Eski başkentlerden Mandalay ve çevresindeki Amarapura, Sagaing, Ava gibi eski küçük krallıklar başkentleri, son derece ilgi çekici yerler. Mandalay'daki dillere destan büyük ahşap saraydan geriye kalan bir bölümü içeren Altın Saray Manastırı, 729 taş tabletten oluşan Budist metinleri sergileyen (dünyanın en büyük kitabı) Kutodo Paya ve yaşayan Budist gelenekleri yansıtan Mahamuni manastırı mutlaka görülecek yerlerden. Mahamuni'deki 4 metre boyundaki Buda Heykeli'nin yüzü dışında her yerine altın varaklar yapıştırılıyor. Yüzüne bakarsak heykel 15 cm kadar irileşmiş durumda. Her sabah Buda heykelinin yüzünü yıkıyorlar, dişlerini fırçalıyorlar. Ayeyarwady Nehri'nden tekne ile gidilen Mingun'daki Bitirilemeyen Pagoda olağanüstü etkileyici.
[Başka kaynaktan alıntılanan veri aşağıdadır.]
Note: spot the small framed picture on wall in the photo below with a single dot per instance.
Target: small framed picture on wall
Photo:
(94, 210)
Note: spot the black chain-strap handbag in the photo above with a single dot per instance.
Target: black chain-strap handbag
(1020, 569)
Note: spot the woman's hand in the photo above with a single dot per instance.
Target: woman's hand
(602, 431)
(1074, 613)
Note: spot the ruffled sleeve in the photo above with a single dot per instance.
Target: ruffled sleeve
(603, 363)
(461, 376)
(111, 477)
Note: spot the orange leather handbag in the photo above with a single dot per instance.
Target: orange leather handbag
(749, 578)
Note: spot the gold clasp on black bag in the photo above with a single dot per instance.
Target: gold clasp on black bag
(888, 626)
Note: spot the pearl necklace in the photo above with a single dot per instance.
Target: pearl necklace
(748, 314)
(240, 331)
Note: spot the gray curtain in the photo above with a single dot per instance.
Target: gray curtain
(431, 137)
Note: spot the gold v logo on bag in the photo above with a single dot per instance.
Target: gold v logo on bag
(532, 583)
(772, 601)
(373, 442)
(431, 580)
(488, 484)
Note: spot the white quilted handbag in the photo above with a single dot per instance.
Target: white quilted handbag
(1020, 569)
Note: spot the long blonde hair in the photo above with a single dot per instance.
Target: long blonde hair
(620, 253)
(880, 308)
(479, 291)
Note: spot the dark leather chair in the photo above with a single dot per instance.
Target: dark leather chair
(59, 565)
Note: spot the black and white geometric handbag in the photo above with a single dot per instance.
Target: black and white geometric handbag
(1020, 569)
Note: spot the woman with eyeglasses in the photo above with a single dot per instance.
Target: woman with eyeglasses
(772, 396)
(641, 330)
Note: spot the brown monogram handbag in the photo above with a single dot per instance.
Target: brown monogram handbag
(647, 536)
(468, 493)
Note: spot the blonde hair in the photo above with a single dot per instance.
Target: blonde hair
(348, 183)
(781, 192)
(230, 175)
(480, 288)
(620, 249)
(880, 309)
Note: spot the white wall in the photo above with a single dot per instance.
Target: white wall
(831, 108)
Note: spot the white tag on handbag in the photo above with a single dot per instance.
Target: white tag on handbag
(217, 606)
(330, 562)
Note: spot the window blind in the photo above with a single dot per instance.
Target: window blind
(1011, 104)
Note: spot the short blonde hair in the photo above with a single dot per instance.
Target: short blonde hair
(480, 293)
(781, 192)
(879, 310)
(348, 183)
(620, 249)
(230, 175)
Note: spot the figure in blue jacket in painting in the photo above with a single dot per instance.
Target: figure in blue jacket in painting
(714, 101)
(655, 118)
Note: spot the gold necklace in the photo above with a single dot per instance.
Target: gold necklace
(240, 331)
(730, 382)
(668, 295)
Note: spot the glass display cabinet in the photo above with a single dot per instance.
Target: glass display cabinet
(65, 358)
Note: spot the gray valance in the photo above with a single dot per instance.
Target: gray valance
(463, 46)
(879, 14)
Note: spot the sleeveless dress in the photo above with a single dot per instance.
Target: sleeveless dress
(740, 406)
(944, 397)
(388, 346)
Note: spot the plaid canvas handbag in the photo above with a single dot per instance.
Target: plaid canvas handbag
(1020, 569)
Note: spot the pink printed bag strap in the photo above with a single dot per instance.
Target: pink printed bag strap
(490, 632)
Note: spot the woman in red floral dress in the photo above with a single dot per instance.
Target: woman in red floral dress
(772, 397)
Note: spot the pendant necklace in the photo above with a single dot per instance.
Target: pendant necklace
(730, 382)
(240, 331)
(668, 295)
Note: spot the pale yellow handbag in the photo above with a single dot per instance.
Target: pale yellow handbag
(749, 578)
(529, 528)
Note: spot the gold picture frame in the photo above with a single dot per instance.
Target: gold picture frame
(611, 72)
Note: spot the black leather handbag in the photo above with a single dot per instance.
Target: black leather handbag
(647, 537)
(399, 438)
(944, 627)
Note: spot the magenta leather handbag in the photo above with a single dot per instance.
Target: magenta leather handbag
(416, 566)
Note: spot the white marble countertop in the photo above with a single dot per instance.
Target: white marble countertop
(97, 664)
Myanmar'ın en şaşırtıcı yeri ise Bagan (Pagon). Günümüz dünyasının en gözde arkeolojik yerlerinden biri. 11-13. yüzyıllar arasında çok ileri bir uygarlığı temsil etmiş. Pagodaları ile ünlüymüş. 1287 yılında kent Kubilay Han tarafından yerle bir edilmiş. Bugün terk edilmiş, bir ölü kent durumundaki Bagan 800 yıllık yaklaşık 4 bin pagodası ile ünlü insanı akıl almaz ölçüde etkiliyor.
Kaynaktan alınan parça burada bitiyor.